The labor market cooldown is occurring at a pace that has to leave policymakers — who meet to decide on monetary policy only eight times a year — uncertain as to where things will stand when they convene again September 17-18, after they decided to forgo an opportunity to cut interest rates earlier this week. Nonfarm payrolls still rose by 114,000 last month, but jobs need to grow by a modest amount just to keep pace with population and labor force growth. The payrolls figure was down from a revised 179,000 a month earlier and only one of the 74 prognosticators surveyed by Bloomberg expected the pace to step down that swiftly.
In a world in which labor market weakness tends to snowball, Fed policymakers surely must be on high alert after Friday’s statistics. Even modest upticks in unemployment can lead to reduced consumption, which can lead to weakness elsewhere in the economy. That’s in part the intuition of the Sahm Rule, and it demands that policymakers always act in a forward-looking manner.
Having said all that, there’s probably some overreaction in the market following the report. The S&P 500 Index was down 2.5% at the time of writing, and the yield on 10-year Treasury notes dropped 16 basis points to 3.82% and earlier touched the lowest level since December 2023. Those are pre-recessionary market dynamics, and there’s nothing in Friday’s numbers that would come close to confirming a downturn. After all, let’s keep things in context: Gross domestic product grew at a fantastic annualized pace of 2.8% in the second quarter.
Additionally, there are — as always — plenty of conflicting narratives and sources of potential noise under the surface in the labor market data itself.
The weak data comes at a time when Hurricane Beryl struck Texas during the reference period. In its report, the Bureau of Labor Statistics wrote that it had “no discernible effect” on the data, but there was a large increase in the number of people reporting that they didn’t work due to bad weather, as Bloomberg News’s Augusta Saraiva reported. There was also a large increase in temporary layoffs but less movement in permanent layoffs, as Burning Glass Institute Director of Economic Research Guy Berger pointed out on X. Given the hurricane impact, that seems like an important point. In previous months, the uptick in unemployment had come from an increase in labor supply (labor market entrants and reentrants increase the denominator of the unemployment rate.)

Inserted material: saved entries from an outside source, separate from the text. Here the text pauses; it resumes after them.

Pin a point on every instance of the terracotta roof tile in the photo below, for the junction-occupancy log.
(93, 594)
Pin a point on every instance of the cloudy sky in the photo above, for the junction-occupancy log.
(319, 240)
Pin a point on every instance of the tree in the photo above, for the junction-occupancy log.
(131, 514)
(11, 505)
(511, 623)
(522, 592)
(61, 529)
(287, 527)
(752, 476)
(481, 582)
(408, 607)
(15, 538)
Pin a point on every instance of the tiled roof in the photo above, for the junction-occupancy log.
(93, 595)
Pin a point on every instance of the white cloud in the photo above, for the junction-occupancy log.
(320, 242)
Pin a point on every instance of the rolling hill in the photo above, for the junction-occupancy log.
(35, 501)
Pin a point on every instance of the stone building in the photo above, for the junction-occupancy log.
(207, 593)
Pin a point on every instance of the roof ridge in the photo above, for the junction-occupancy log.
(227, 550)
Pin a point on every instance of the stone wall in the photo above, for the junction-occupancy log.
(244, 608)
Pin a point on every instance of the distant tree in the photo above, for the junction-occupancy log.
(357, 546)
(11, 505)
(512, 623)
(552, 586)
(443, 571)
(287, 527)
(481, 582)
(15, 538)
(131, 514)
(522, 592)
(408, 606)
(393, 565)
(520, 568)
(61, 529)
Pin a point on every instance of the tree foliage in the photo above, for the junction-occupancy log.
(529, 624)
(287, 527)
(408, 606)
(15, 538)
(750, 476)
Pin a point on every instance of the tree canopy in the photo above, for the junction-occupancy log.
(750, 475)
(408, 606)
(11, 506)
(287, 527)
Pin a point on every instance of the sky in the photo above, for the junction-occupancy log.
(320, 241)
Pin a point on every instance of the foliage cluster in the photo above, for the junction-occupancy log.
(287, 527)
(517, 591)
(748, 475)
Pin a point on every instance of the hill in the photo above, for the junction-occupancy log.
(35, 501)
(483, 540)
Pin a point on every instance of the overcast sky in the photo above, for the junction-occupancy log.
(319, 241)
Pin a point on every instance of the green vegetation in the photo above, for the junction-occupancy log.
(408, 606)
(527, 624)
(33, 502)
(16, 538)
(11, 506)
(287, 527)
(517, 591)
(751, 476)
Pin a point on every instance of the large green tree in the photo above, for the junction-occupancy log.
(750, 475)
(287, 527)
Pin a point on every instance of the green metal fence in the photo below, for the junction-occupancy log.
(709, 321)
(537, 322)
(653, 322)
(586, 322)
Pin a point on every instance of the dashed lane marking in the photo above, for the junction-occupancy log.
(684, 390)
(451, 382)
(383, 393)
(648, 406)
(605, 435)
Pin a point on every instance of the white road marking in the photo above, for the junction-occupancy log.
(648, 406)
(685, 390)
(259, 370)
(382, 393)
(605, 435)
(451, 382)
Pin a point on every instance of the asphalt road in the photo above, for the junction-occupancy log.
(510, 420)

As for the Sahm Rule, even Claudia herself has repeatedly emphasized that it’s not a law of nature and that this time could be different. “That comes off of historical experience; that doesn’t necessarily tell us where we are right at this moment,” she told Bloomberg Radio’s Tom Keene and Damian Sassower on Friday. Still, she was concerned about “way too much momentum in the unemployment rate.”
Personally, I had been pounding the table (here and here) for a rate cut earlier this week, much like my Bloomberg Opinion colleague Bill Dudley, the president of the Federal Reserve Bank of New York from 2009 to 2018. Even though I didn’t see an imminent downturn, I simply thought it was the better risk-management move. Having missed that opportunity, policymakers may have to hurry to ease rates when they meet again in September if further data confirms the recent trend.
Despite their inaction this week, policymakers are clearly aware of the risks and just needed a bit more convincing. In his press conference, Fed Chair Jerome Powell was asked explicitly, by Jean Yung of MNI Market News, about the possibility of a 50-basis-point cut. Although he reflexively pushed back at the notion, he wisely edited himself in real time to leave the door open. “I don’t want to be really specific about what we’re going to do, but that’s not something we’re thinking about right now,” he said, before adding: “Of course, we haven’t made any decisions at all as of today.”
Nor is it likely that they have made any decisions after Friday’s jobs report. But fortunately, they have a lot of monetary policy firepower at their disposal with rates at a two-decade high of 5.25%-5.5%. They should be prepared to use it.